25 de março de 2020 – 20h02min. Temperatura 28º graus e umidade relativa do ar 56%

terça-feira, 24 de março de 2020

Diário do isolamento social 7º dia

               
            Apesar do susto de ontem, hoje acordei melhor, sem vestígios de febre e com  mais disposição para efetuar algumas tarefas domésticas. Movimentar me faz muito bem. Lavei tapetes,  varri e  passei pano  com água sanitária,  o apto está um primor. Depois que terminei tudo, a campainha tocou, era o Zelador,  veio entregar o boleto do condomínio e avisar que a reunião para eleição do  novo síndico não foi cancelada, acontecerá no  domingo. Achei um horror! Em um condomínio onde os proprietários são  majoritariamente idosos, reuni-los  em um pequeno recinto fechado, com pessoas   da administrada  é, em meu entender, de uma grande irresponsabilidade. Mas não protestei, estou sem forças para isto, tantos dias dentro de casa  mina as forças de qualquer cidadã acima dos 60 anos. Findo  o trabalho do funcionário, o interfone não parou de tocar, moradores aflitos com a perspectiva de um aumento  do valor do condomínio, nem sei se é pauta Sei  que fui irresponsável ao jogar fora, sem ler a convocação, prestei atenção somente no dia e horário.
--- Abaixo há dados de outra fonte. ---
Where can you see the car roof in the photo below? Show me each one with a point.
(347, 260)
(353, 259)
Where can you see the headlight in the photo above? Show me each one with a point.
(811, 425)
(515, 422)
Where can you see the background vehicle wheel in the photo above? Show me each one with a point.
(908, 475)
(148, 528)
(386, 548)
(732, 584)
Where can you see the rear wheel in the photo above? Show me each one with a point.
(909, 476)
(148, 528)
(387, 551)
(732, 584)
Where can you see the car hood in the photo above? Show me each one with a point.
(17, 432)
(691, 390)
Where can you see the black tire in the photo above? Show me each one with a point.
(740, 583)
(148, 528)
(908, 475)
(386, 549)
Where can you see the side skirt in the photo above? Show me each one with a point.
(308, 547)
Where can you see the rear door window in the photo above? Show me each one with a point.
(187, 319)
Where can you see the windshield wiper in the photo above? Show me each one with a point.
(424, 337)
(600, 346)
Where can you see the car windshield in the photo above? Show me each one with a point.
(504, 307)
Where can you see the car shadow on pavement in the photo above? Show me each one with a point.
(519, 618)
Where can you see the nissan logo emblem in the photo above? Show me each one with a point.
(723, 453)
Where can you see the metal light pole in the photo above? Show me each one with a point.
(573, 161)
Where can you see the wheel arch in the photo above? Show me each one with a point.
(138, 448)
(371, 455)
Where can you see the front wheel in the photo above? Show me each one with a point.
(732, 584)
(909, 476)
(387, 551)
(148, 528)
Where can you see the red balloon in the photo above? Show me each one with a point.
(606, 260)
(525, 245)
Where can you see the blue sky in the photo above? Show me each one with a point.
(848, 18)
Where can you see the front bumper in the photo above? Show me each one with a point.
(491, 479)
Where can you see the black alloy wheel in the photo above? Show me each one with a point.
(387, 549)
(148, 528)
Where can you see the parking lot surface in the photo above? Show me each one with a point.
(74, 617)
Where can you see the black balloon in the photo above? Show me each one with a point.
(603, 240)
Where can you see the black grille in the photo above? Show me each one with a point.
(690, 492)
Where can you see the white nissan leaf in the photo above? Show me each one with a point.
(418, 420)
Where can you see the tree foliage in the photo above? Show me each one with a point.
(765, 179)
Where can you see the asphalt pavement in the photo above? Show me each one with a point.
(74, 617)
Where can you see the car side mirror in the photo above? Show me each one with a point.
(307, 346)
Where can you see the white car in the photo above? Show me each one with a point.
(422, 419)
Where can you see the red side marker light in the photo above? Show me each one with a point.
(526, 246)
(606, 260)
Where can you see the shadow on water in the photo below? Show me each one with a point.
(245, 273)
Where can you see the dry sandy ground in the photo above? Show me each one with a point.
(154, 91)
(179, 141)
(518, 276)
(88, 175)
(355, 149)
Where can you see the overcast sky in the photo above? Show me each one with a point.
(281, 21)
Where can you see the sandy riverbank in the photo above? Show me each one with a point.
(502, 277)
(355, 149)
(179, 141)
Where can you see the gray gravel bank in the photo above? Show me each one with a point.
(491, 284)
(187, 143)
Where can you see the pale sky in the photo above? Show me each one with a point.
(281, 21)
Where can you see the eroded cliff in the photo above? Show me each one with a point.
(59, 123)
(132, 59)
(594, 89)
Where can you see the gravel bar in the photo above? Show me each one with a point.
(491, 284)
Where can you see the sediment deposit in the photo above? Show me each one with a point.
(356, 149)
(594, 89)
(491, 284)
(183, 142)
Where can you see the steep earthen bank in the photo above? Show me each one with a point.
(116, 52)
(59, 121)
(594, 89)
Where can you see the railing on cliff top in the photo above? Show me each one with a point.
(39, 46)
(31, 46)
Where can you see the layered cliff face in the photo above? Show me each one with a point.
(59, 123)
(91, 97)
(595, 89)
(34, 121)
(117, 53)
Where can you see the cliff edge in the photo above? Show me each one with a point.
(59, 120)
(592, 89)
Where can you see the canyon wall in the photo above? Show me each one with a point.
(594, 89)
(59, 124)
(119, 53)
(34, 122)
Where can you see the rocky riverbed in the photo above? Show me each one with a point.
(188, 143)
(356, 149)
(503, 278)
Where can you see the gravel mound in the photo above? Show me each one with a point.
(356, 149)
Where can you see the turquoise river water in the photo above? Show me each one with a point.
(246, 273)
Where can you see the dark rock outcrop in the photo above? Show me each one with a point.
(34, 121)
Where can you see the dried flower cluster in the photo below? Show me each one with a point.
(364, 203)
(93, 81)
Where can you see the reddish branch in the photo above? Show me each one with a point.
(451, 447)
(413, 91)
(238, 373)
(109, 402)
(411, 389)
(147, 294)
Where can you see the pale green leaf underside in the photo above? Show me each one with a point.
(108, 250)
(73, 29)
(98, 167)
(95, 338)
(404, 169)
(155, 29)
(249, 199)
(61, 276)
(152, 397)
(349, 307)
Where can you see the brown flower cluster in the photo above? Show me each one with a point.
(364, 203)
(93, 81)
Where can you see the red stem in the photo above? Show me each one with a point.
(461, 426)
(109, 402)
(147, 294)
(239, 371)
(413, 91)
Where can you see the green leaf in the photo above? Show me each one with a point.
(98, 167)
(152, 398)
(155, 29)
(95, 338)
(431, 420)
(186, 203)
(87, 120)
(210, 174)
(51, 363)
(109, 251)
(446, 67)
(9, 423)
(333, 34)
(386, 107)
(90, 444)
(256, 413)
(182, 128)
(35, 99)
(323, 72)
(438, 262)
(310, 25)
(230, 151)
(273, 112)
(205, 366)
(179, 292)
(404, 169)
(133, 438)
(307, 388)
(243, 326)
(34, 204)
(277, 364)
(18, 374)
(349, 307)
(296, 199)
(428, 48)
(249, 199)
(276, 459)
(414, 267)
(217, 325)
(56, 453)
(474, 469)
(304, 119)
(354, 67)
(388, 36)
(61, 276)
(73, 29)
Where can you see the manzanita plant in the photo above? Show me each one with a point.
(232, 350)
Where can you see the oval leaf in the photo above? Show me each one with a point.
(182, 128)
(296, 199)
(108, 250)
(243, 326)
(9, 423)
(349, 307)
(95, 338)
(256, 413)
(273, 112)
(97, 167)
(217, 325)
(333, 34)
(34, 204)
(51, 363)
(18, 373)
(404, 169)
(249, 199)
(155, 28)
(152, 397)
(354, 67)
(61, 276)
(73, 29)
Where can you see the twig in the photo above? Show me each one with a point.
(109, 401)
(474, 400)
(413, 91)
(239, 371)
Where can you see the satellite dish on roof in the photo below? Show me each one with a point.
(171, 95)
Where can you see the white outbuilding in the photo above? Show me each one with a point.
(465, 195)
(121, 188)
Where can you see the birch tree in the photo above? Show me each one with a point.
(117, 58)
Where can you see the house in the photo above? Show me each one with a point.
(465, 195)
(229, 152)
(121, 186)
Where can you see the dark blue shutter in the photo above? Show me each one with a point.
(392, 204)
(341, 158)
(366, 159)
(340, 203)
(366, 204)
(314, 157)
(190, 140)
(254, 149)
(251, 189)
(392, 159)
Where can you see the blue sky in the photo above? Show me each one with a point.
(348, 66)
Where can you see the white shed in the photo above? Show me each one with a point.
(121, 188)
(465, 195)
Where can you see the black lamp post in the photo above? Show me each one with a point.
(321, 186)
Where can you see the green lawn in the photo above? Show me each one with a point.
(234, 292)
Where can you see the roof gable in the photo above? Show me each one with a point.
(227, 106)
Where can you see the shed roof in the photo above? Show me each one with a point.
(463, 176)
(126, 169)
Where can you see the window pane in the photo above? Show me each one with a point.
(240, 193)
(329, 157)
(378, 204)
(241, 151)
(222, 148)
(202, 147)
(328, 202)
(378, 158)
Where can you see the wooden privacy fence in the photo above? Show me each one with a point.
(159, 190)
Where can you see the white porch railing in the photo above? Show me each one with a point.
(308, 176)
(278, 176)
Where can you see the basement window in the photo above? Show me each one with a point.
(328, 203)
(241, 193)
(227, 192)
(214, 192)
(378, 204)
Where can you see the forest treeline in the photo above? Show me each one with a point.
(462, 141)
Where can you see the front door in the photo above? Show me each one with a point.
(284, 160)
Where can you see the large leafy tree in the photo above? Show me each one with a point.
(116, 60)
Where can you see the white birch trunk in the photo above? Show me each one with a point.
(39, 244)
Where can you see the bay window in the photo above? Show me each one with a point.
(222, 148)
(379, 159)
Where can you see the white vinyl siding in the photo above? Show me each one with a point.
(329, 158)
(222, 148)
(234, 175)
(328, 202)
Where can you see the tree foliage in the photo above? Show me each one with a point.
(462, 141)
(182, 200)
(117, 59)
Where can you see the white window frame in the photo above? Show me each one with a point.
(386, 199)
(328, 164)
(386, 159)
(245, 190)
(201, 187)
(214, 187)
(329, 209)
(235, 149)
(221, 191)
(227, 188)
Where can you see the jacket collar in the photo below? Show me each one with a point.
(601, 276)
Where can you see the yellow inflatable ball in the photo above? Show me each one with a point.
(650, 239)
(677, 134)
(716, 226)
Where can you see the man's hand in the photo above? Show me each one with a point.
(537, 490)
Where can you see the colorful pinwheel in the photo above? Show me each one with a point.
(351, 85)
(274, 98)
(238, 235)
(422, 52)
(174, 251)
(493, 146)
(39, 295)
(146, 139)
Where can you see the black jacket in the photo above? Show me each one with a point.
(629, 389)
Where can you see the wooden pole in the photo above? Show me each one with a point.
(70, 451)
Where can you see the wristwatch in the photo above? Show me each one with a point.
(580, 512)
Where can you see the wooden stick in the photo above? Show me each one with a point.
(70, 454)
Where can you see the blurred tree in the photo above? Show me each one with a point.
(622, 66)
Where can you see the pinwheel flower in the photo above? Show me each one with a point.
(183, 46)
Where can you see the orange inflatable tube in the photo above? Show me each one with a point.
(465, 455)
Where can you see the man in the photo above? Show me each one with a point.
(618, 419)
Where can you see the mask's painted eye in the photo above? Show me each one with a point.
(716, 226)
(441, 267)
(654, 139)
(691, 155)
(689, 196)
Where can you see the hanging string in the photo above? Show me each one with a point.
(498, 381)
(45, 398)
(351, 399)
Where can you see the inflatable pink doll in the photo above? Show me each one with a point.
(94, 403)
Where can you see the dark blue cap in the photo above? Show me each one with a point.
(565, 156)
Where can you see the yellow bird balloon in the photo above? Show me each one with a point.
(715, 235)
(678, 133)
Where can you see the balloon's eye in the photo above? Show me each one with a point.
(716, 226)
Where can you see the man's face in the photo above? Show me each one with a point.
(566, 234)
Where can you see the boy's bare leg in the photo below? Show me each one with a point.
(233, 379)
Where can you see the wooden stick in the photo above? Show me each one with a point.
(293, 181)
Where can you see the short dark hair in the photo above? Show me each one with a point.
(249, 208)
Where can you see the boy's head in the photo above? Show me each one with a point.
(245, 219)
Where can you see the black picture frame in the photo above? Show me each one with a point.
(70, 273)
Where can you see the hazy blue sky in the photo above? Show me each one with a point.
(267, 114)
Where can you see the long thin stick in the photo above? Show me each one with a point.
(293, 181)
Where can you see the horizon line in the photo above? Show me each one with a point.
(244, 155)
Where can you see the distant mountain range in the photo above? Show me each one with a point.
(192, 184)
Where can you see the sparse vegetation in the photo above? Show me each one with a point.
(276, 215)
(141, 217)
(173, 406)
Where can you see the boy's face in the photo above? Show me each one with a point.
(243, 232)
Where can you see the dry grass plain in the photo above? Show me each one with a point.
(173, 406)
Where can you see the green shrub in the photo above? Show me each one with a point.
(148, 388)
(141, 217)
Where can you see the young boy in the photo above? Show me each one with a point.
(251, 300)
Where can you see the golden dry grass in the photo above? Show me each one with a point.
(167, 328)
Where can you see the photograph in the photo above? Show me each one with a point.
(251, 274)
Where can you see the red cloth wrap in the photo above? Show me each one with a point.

Fui ingênua, tudo que acontece  no  prédio, recai sobre o meu bolso.
                 O isolamento social fez-me mais observadora da natureza que está ao alcance de minha vista, pela pequena janela do meu quarto. Nunca tinha prestado atenção em quão belo é o céu de abril, um azul único, quebrado aqui e acolá por nuvens brancas e vez  ou outra, cruza a imensidão pássaros felizes, sem a consciência do que a humanidade está  sofrendo, uma pandemia, uma  peste que veio para lembrar- nos que somos seres humanos e que precisamos uns dos outros e, pior, o que acontece a um, recaí sobre todos. Assim é a lei da natureza, somos todos dependentes uns dos outros. A quarentena  aquieta o corpo e acelera a mente, o  pensamento voa e fica difícil acompanhá-lo. Penso no pequeno produtor rural, aquele que prepara a terra, semeia, cuida  e colhe o alimento que nos mantém vivos e de pé. Se o vírus  chegar ao campo  e dizimar a população rural, tão desprovida de assistência sanitária e médica o  que será dos citadinos, como eu, que faz mais de 20 anos que não coloco meus pés sobre  a terra , tudo concreto. Precisamos deles para viver!  Antes do confinamento, nunca tinha refletido seriamente sobre a dependência da cidade do  campo, dos  profissionais dos transportes, dos atacadistas, dos profissionais da saúde, da limpeza urbana, das usinas de energia elétrica, são tantos e tão distantes de nós, mas precisamos deles para  viver. Que assistência estes profissionais   estão recebendo do governo?  Sem eles  todos  perecerão de  inanição ou peste.
            Este inimigo invisível veio para nos  ensinar humildade, de nada adianta o dinheiro, se  não tem a força de trabalho para produzir, e são as pessoas simples,  muitas vezes, com pouco estudo,  que trabalham muito e recebem pouco, a força motriz que faz  girar a roda do capitalismo. A estes profissionais  essenciais, o meu  sincero agradecimento.
            São 18h28min de 24 de dezembro de 2020 Temperatura de 28ª graus, umidade do ar, 57%  e eu estou feliz porque estou viva e assim quero permanecer, sem nenhuma doença, o sacrifício  a de  ser válido.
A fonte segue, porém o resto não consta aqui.